A restructuring plan is a new restructuring tool introduced into Part 26A of the Companies Act 2006 in June 2020 by the Corporate Insolvency and Governance Act 2020. It constitutes an "arrangement" or "compromise" between the company and its stakeholders and will result in a reduction or reshaping of the liabilities owed to those stakeholders.
The process for a restructuring plan is very similar to the well-established "scheme of arrangement" regime, with stakeholders split into classes in respect of both their treatment under the proposal and for voting purposes. However, unlike a scheme of arrangement, a restructuring plan allows for dissenting classes of stakeholders to be bound in certain circumstances. This is known as "cross-class cram-down".
In the Amicus Finance case, the joint administrators sought to use Part 26A of the Companies Act 2006 to propose a restructuring plan which compromised the claims of creditors and permitted an exit from the administration, whilst also restoring the company as a going concern, the only alternative being a liquidation of the company. It was also proposed that once they had exited office, the joint administrators would continue as plan administrators under the restructuring plan.
Amicus Finance specialised in short-term property finance and had a $600 million loan book. It had traded in administration since December 2018. The company’s secured creditors comprised of Hartford Growth (Trading) Limited, which had provided funding in the administration, and Crowdstacker Corporate Services Limited, an online peer-to-peer lending platform provider which has assisted in raising funds for the company through its peer-to-business loan platform.
Due principally to the impact of Covid-19 and Brexit, which had a substantial impact on realisations, the joint administrators concluded that it could no longer continue in administration.
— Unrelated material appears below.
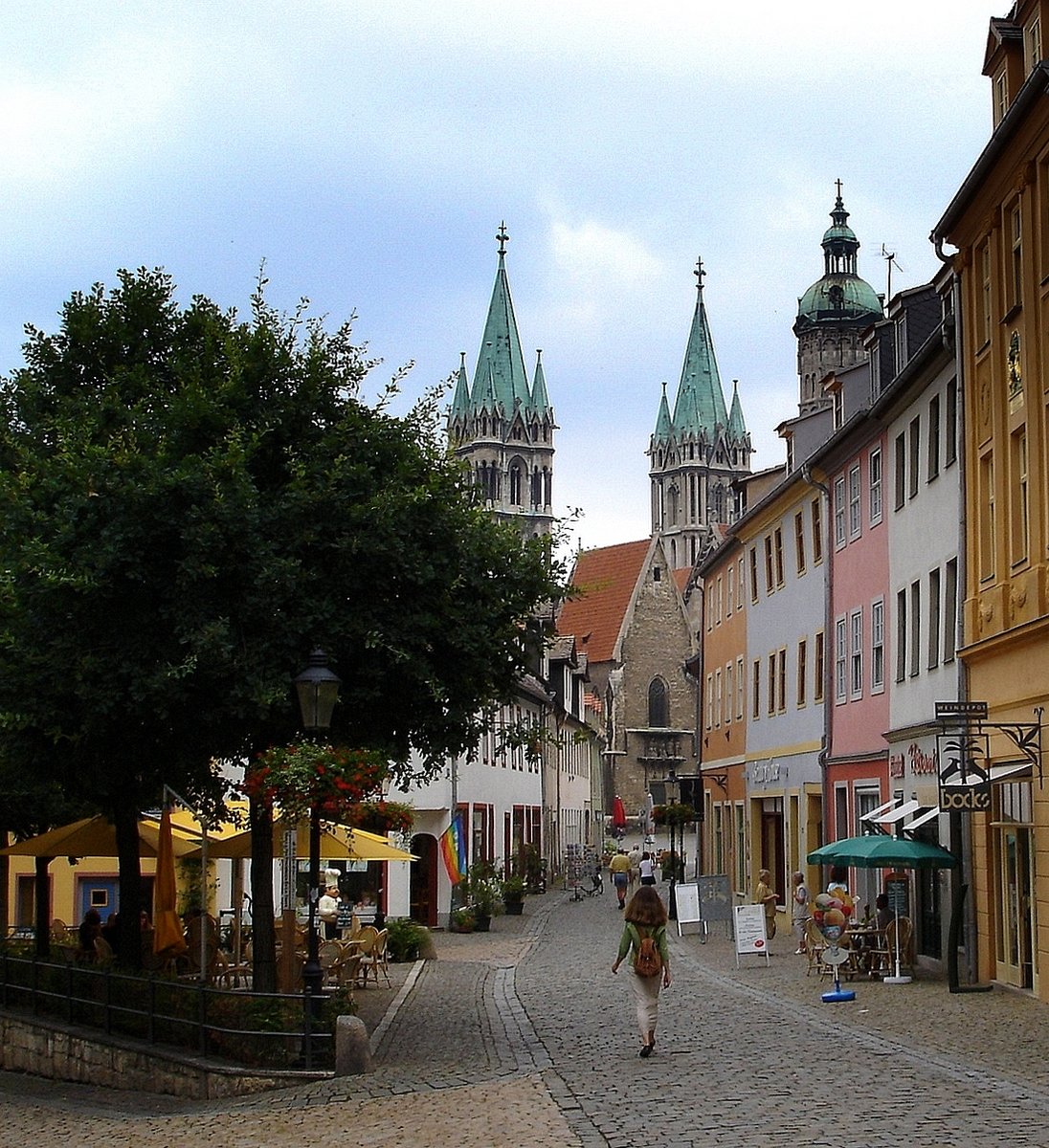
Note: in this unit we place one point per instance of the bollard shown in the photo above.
(353, 1050)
Consequently, the administrators applied for the convening of meetings to vote on and for an order sanctioning a restructuring plan, which they considered, if implemented, would place creditors in a better position than if the company went into liquidation.
The restructuring plan itself compromised the claims of five classes of administration creditors: expense creditors, senior secured creditors, junior secured creditors, preferential creditors and unsecured creditors. This case was also the first time the cross-class cram-down mechanism had been used to cram-down the vote of one of the company’s secured creditors, Crowdstacker, which had fully opposed the restructuring plan, the Court having been satisfied that the dissenting class would be no worse off than in the relevant alternative, being a liquidation.